A principal razão para essa situação é a taxa Selic, que permaneceu em 15% ao ano durante a maior parte do ano passado, o que representa o maior índice em quase duas décadas. Com o custo do crédito tão elevado, as empresas que se alavancaram durante o período de juros baixos agora enfrentam dificuldades financeiras cada vez maiores. O especialista em recuperação empresarial e sócio do Granito Boneli Advogados, Felipe Granito, destaca que essa mudança no cenário econômico resultou em uma situação de alavancagem financeira insustentável para muitas companhias.

Granito aponta que existe uma relação direta entre a alta dos juros e a crise vivida pelas empresas. Um levantamento da Serasa Experian revela que, de janeiro até julho de 2025, cerca de 8 milhões de CNPJs brasileiros estavam negativados, o que representa um aumento de 200 mil negócios em relação ao mês anterior. "Esse nível de juros, mantido por tanto tempo, sem dúvida, impacta diretamente a atual crise financeira. Além disso, há vários fatores geopolíticos e macroeconômicos que contribuem para esse cenário", afirma o especialista.

O endividamento das empresas de capital aberto também ilustra a gravidade do problema. A dívida de 248 companhias listadas na bolsa aumentou de R$ 1,4 trilhão em 2020 para R$ 2,3 trilhões em 2025. Se excluída a Petrobras, o montante ainda é expressivo, totalizando R$ 1,9 trilhão em cinco anos. O economista-chefe da Austin Rating, Alex Agostini, explica que o efeito da alta dos juros sobre as atividades empresariais se dá principalmente pelo encarecimento do crédito, que é fundamental para financiar operações. "Com os juros elevados, o custo final aumenta e nem sempre as empresas conseguem repassar esse aumento para os preços de venda", avalia Agostini.

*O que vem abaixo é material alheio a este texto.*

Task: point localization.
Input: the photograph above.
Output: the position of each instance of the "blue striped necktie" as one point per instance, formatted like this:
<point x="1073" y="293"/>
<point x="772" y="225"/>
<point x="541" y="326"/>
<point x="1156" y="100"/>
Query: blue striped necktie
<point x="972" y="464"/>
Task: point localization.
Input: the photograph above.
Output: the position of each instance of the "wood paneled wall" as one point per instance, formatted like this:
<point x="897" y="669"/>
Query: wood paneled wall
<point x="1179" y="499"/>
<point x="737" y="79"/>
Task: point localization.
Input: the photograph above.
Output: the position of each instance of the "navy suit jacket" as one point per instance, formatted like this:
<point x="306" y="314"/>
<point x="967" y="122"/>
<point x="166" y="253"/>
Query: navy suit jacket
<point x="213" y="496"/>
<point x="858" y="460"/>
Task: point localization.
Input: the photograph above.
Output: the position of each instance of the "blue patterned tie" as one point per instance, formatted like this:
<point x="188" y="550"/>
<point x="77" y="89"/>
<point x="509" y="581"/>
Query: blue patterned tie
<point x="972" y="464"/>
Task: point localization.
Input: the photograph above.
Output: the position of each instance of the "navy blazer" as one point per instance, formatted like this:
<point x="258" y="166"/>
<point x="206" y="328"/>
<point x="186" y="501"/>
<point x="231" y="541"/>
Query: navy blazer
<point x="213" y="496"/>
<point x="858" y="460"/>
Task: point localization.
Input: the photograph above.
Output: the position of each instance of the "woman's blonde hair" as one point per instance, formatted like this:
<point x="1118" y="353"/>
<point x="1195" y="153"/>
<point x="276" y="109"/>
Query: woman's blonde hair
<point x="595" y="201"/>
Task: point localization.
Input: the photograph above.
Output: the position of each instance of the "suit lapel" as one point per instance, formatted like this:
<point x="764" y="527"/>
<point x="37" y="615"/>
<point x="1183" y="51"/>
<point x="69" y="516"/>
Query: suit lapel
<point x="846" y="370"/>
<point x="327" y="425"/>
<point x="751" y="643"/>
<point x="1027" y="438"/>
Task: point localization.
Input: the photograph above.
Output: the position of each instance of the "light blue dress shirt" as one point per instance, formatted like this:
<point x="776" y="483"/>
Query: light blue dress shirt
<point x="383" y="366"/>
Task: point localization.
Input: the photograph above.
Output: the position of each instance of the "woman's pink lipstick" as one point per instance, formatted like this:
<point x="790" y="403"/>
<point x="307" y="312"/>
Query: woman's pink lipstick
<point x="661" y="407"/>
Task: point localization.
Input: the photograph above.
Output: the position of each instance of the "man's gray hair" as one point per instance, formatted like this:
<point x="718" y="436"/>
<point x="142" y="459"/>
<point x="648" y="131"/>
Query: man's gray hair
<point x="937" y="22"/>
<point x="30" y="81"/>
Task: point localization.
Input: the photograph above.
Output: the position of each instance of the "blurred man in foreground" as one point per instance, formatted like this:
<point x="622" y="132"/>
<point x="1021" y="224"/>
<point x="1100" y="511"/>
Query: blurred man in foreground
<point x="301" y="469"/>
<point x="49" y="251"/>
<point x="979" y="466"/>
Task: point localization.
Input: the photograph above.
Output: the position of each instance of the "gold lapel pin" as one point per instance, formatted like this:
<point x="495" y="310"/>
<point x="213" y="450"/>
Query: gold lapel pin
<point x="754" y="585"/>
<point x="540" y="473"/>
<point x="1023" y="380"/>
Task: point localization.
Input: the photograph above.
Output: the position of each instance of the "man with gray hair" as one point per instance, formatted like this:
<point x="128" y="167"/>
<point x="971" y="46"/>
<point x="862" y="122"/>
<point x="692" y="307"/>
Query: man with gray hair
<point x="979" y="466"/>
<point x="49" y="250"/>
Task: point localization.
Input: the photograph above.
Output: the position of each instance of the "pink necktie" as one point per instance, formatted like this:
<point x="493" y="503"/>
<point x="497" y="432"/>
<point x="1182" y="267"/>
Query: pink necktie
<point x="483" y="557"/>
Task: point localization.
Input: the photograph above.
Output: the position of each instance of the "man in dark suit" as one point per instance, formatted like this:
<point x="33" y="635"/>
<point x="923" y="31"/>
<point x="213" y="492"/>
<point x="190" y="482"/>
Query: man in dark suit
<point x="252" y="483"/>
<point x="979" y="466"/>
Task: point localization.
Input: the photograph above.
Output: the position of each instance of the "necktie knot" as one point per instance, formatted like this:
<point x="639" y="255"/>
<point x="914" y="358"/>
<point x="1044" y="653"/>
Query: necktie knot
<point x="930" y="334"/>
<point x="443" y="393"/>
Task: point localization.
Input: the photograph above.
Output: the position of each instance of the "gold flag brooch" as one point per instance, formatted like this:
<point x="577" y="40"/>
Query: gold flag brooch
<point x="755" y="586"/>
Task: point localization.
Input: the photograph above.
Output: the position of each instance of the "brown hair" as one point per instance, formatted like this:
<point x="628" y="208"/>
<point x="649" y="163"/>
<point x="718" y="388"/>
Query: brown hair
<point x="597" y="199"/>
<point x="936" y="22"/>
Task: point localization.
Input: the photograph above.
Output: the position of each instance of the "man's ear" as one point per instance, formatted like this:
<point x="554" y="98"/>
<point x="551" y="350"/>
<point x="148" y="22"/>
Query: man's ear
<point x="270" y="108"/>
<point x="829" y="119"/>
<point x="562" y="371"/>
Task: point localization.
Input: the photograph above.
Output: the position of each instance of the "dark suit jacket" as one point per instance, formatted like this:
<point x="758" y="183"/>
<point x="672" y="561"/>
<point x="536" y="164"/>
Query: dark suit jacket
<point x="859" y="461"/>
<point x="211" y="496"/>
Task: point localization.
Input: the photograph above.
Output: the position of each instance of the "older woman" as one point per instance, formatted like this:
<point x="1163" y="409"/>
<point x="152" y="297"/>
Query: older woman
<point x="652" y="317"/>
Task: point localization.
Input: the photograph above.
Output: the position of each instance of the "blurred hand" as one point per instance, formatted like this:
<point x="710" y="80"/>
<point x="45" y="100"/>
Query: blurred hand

As pequenas empresas, em especial, estão enfrentando dificuldades significativas para acessar crédito no Brasil. Segundo Granito, essas companhias têm um acesso limitado às melhores linhas de financiamento. Sem alternativas como emissão de dívida privada ou captação no mercado de capitais, elas dependem do crédito bancário tradicional, que geralmente é mais caro e apresenta prazos de pagamento mais curtos. Para muitas pequenas empresas, a recuperação judicial pode ser inviável. Granito explica que, ao solicitar esse tipo de recuperação, uma empresa pequena pode perder todos os créditos no mercado, o que a impede de operar.

O setor agropecuário, por sua vez, concentra a maior parte dos pedidos de recuperação judicial, com 743 empresas, representando 30,1% do total, um aumento de 3,8 pontos percentuais em comparação com 2024. O varejo e os serviços também são setores fortemente afetados, resultado da combinação entre o alto custo do crédito e a diminuição do poder de compra dos consumidores. Para Agostini, a solução para as pequenas e médias empresas passa por uma transformação no acesso ao capital, com a melhoria da governança corporativa sendo um passo importante para que consigam acessar o mercado de capitais.

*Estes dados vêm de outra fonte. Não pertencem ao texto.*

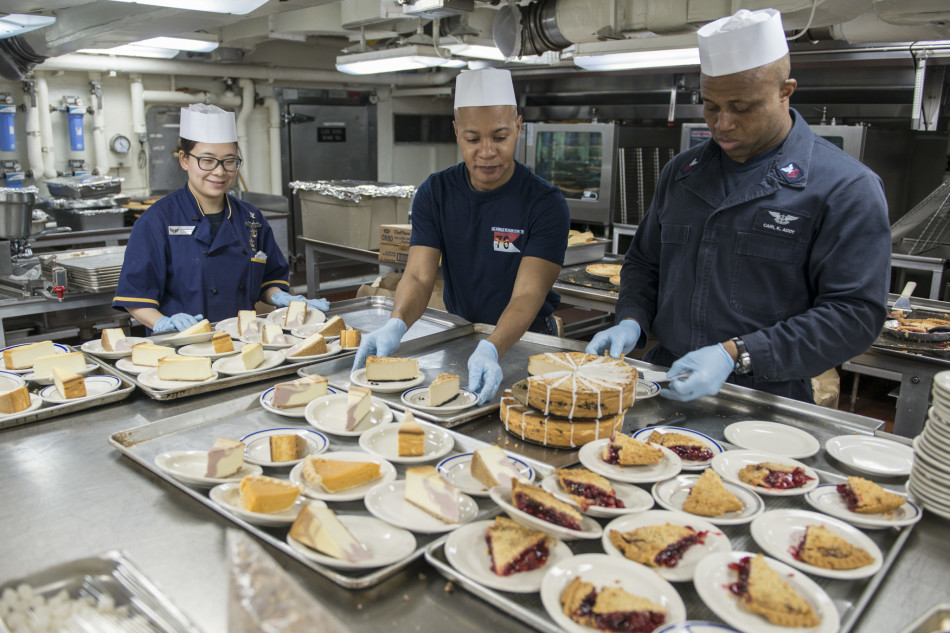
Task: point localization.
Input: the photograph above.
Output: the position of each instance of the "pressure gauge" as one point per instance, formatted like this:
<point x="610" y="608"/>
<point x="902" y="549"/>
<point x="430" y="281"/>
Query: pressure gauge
<point x="120" y="144"/>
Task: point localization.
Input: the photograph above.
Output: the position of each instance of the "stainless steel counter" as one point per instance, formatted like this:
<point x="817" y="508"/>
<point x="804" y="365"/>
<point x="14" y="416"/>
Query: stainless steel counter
<point x="67" y="494"/>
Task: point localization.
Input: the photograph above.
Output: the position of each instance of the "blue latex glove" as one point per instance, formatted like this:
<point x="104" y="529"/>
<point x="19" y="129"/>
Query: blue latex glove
<point x="382" y="342"/>
<point x="484" y="372"/>
<point x="702" y="373"/>
<point x="620" y="339"/>
<point x="176" y="322"/>
<point x="282" y="299"/>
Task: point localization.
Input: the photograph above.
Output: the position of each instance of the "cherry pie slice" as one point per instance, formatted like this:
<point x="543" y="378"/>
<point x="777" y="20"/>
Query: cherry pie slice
<point x="610" y="608"/>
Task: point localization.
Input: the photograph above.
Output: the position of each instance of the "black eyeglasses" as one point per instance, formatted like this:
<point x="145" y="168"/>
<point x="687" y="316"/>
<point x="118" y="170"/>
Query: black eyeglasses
<point x="209" y="163"/>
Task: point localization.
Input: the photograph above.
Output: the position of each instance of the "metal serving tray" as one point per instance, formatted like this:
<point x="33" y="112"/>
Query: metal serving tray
<point x="52" y="410"/>
<point x="850" y="597"/>
<point x="199" y="429"/>
<point x="114" y="575"/>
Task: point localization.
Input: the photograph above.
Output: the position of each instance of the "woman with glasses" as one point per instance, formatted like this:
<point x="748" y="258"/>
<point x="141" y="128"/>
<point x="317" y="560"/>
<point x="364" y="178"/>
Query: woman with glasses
<point x="198" y="252"/>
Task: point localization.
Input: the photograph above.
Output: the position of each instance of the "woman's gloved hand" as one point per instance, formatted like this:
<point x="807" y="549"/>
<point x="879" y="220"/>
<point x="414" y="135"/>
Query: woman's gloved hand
<point x="176" y="322"/>
<point x="282" y="299"/>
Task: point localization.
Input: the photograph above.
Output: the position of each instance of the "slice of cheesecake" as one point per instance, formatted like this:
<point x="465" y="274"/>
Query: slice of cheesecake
<point x="443" y="390"/>
<point x="188" y="368"/>
<point x="427" y="490"/>
<point x="391" y="369"/>
<point x="358" y="403"/>
<point x="321" y="529"/>
<point x="73" y="361"/>
<point x="225" y="458"/>
<point x="148" y="354"/>
<point x="22" y="356"/>
<point x="68" y="384"/>
<point x="299" y="392"/>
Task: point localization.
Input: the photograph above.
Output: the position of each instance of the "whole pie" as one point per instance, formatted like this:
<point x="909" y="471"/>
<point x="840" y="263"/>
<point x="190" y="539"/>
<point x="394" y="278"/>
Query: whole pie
<point x="623" y="450"/>
<point x="760" y="589"/>
<point x="657" y="545"/>
<point x="823" y="548"/>
<point x="866" y="497"/>
<point x="610" y="608"/>
<point x="709" y="497"/>
<point x="587" y="488"/>
<point x="773" y="475"/>
<point x="514" y="549"/>
<point x="687" y="447"/>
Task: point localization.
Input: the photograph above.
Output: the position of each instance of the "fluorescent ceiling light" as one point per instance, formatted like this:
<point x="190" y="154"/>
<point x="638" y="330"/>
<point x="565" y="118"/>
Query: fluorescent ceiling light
<point x="178" y="43"/>
<point x="237" y="7"/>
<point x="19" y="23"/>
<point x="639" y="59"/>
<point x="394" y="60"/>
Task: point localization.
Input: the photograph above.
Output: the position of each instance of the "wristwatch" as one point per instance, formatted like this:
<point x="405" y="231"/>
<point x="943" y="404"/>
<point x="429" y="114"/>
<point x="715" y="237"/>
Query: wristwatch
<point x="743" y="364"/>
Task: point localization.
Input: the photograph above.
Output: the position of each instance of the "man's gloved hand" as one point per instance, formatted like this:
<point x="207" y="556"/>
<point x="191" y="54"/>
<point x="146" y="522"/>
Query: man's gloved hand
<point x="176" y="322"/>
<point x="382" y="342"/>
<point x="705" y="370"/>
<point x="620" y="339"/>
<point x="484" y="372"/>
<point x="282" y="299"/>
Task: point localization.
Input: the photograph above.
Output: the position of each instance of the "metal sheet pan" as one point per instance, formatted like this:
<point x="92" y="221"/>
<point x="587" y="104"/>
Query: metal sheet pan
<point x="849" y="597"/>
<point x="47" y="410"/>
<point x="114" y="575"/>
<point x="199" y="429"/>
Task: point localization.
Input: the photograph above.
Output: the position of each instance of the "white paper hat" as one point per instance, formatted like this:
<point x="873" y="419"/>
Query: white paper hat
<point x="207" y="124"/>
<point x="739" y="42"/>
<point x="486" y="87"/>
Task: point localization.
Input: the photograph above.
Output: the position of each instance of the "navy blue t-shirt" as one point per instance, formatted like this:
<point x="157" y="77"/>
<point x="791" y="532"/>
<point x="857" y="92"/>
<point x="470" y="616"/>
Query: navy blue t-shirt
<point x="484" y="234"/>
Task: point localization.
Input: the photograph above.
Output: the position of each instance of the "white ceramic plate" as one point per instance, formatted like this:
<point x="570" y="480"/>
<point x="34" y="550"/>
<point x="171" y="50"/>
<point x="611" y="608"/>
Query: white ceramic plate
<point x="729" y="463"/>
<point x="267" y="399"/>
<point x="387" y="472"/>
<point x="457" y="470"/>
<point x="95" y="386"/>
<point x="233" y="366"/>
<point x="385" y="543"/>
<point x="466" y="551"/>
<point x="872" y="455"/>
<point x="94" y="347"/>
<point x="607" y="571"/>
<point x="313" y="317"/>
<point x="257" y="446"/>
<point x="57" y="349"/>
<point x="667" y="467"/>
<point x="189" y="467"/>
<point x="48" y="380"/>
<point x="590" y="529"/>
<point x="780" y="532"/>
<point x="773" y="437"/>
<point x="328" y="414"/>
<point x="332" y="350"/>
<point x="207" y="350"/>
<point x="418" y="398"/>
<point x="634" y="499"/>
<point x="672" y="493"/>
<point x="714" y="540"/>
<point x="150" y="378"/>
<point x="712" y="581"/>
<point x="387" y="501"/>
<point x="710" y="443"/>
<point x="358" y="378"/>
<point x="826" y="499"/>
<point x="384" y="441"/>
<point x="228" y="496"/>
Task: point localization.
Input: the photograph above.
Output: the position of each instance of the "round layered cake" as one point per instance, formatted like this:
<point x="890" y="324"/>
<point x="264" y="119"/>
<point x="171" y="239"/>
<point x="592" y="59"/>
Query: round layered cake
<point x="576" y="385"/>
<point x="533" y="426"/>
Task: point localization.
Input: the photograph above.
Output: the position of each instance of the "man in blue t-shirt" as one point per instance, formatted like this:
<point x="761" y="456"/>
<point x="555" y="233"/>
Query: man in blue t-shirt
<point x="499" y="231"/>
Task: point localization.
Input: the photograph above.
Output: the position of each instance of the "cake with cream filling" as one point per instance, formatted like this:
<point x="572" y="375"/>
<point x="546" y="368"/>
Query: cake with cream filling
<point x="577" y="385"/>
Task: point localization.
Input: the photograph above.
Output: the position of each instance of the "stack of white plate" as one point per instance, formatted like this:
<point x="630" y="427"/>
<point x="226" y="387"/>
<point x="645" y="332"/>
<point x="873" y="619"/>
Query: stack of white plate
<point x="930" y="477"/>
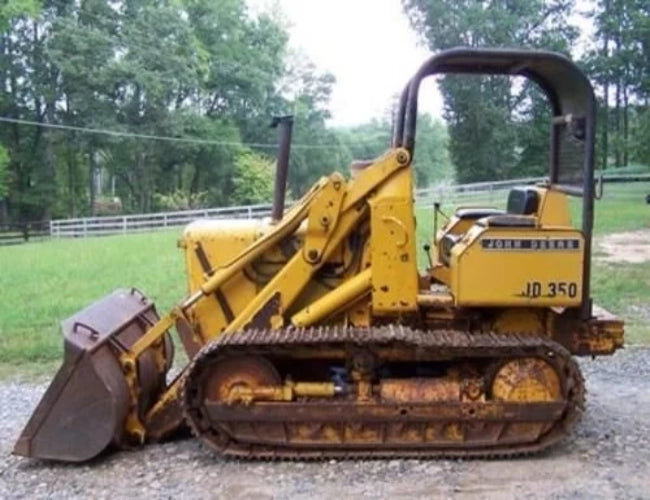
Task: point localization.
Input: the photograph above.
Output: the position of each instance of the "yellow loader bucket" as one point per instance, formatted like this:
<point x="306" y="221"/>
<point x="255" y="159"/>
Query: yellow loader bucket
<point x="84" y="409"/>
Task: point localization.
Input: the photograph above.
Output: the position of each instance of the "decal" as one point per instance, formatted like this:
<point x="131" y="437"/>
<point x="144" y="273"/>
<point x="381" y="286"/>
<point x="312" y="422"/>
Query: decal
<point x="531" y="244"/>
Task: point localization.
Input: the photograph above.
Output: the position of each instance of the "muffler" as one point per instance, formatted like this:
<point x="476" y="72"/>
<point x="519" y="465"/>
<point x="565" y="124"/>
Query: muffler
<point x="84" y="409"/>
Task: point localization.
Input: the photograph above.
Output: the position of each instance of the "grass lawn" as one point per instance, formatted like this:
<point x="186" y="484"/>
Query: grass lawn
<point x="43" y="283"/>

Apesar do início de um ciclo de cortes na taxa Selic, os efeitos sobre o volume de recuperações judiciais ainda devem demorar a se manifestar. Isso acontece porque a transmissão da política monetária para a economia geralmente leva de seis a nove meses para se concretizar.


Desta forma, a situação atual das empresas brasileiras revela um cenário preocupante que exige uma atenção especial por parte dos formuladores de políticas econômicas. Os desafios enfrentados pelas companhias são reflexo de um sistema financeiro que, por vezes, não oferece as melhores condições de crédito para todos os perfis de empresa.

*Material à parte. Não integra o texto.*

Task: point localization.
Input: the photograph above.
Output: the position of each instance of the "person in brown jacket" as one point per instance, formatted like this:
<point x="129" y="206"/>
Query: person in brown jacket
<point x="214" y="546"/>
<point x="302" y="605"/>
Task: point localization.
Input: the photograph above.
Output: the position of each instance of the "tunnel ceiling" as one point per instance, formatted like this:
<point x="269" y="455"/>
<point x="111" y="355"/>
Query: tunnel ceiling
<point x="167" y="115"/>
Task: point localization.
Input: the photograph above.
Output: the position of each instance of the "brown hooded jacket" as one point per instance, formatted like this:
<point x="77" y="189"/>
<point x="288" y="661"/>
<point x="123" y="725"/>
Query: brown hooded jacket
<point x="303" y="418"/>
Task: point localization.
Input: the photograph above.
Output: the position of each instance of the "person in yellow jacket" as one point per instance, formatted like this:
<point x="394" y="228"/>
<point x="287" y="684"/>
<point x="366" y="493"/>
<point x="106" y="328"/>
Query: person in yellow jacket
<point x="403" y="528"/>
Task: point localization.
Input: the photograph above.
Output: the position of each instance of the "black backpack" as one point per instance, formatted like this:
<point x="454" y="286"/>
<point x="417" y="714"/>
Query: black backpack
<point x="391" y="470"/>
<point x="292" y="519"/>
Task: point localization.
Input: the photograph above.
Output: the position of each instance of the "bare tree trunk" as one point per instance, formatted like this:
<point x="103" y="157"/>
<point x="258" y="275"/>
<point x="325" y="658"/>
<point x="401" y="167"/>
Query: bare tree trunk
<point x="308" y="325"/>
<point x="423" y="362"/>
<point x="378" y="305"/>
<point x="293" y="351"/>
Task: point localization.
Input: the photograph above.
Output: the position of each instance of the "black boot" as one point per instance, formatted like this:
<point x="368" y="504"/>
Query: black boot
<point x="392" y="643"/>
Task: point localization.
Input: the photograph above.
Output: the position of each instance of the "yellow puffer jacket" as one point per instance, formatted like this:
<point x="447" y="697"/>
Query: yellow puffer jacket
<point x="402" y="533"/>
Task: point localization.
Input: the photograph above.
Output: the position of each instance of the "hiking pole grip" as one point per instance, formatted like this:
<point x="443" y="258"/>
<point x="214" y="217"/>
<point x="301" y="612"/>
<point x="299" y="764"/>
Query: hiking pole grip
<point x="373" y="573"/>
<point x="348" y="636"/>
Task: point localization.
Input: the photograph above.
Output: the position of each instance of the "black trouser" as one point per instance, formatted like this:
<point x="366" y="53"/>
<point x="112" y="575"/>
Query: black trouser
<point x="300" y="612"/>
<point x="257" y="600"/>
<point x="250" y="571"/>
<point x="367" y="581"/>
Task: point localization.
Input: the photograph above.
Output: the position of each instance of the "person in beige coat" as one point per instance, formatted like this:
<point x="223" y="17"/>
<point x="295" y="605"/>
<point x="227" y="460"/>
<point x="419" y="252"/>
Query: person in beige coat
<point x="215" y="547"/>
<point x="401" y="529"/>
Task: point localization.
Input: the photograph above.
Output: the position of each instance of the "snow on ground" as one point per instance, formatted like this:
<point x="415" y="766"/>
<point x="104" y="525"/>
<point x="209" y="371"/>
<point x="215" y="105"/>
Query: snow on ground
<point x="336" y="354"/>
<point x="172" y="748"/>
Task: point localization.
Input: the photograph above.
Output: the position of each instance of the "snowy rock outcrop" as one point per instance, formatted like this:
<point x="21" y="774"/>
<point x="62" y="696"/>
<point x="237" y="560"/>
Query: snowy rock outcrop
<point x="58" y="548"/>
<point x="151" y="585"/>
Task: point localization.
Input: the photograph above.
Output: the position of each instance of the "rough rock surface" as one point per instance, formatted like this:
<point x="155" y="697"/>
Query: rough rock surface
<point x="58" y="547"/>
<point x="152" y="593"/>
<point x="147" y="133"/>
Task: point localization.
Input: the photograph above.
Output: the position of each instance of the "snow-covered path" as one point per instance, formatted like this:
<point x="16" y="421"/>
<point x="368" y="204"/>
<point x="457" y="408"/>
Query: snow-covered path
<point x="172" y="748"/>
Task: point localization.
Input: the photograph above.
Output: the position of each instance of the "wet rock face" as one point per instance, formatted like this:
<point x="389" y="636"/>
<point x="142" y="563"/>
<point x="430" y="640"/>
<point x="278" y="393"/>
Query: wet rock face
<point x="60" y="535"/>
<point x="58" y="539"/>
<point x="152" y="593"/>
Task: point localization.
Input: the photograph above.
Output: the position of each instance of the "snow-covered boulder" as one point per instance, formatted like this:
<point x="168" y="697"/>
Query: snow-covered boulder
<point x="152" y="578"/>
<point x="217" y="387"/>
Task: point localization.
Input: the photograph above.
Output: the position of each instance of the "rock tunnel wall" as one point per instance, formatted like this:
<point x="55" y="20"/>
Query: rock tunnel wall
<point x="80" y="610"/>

A necessidade de reestruturação das dívidas é um sinal de que muitos negócios estão lutando para se manterem viáveis em um ambiente econômico hostil. A combinação de juros altos e dificuldades de acesso ao crédito, especialmente para pequenas e médias empresas, pode levar a um ciclo vicioso de insolvência e falências.

Assim, é fundamental que haja uma revisão nas políticas de crédito, buscando alternativas que permitam um financiamento mais acessível e justo. O fortalecimento da governança corporativa pode ser um caminho viável para que as empresas consigam acessar recursos e se estruturar de forma saudável.

Encerrando o tema, a recuperação judicial deve ser vista como um último recurso, e não como uma solução viável para a maioria das empresas, especialmente as de menor porte. A criação de mecanismos que ofereçam suporte financeiro e técnico pode ajudar a mitigar os impactos dessa crise financeira.

Em resumo, a situação atual das empresas brasileiras exige um olhar atento e cuidadoso, pois o futuro econômico do país depende da saúde financeira dessas companhias. Uma abordagem proativa pode evitar que esse cenário de crise se agrave ainda mais.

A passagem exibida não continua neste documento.